Evoke, la società inglese che controlla il casinò online William Hill, ha annunciato che potrebbe mettere in vendita la sua divisione italiana se le nuove tasse sul gioco d’azzardo saranno approvate dal governo inglese. I banchieri della compagnia presso Morgan Stanley hanno ricevuto l’incarico ufficiale di iniziare a progettare la vendita della divisione, cosa che metterebbe centinaia di milioni di dollari nelle tasche di Evoke.
La situazione in Inghilterra
Il governo inglese ha in programma di tassare vigorosamente il settore del gioco d’azzardo nella sua prossima legge di bilancio per incamerare tra gli 1 e i 3 miliardi di sterline.

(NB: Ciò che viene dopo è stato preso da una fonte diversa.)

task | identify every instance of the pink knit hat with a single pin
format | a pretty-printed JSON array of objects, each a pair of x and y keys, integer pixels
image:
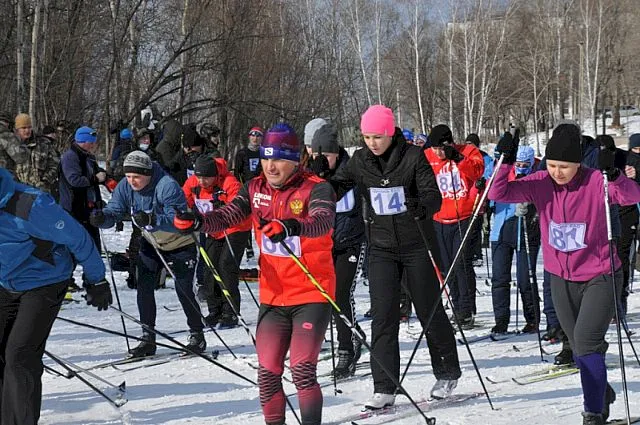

Tutti i maggiori operatori del settore (tra cui i proprietari di William Hill) hanno risposto alla notizia con piani d’emergenza che prevedono la chiusura di location fisiche nel Regno Unito e la possibile vendita delle loro operazioni estere per coprire l’aumento della tassazione.
Evoke ha quattro divisioni al di fuori dell’Inghilterra: una in Italia, una in Spagna, una in Danimarca e una in Romania, tutte che operano solo online. Queste generano un terzo degli utili totali della compagnia che non ha rilasciato commenti sulla possibile vendita di William Hill. L’interesse da parte di altri operatori del settore sarebbe molto alto e se la vendita andrà avanti, sarà probabilmente nella forma di un’asta.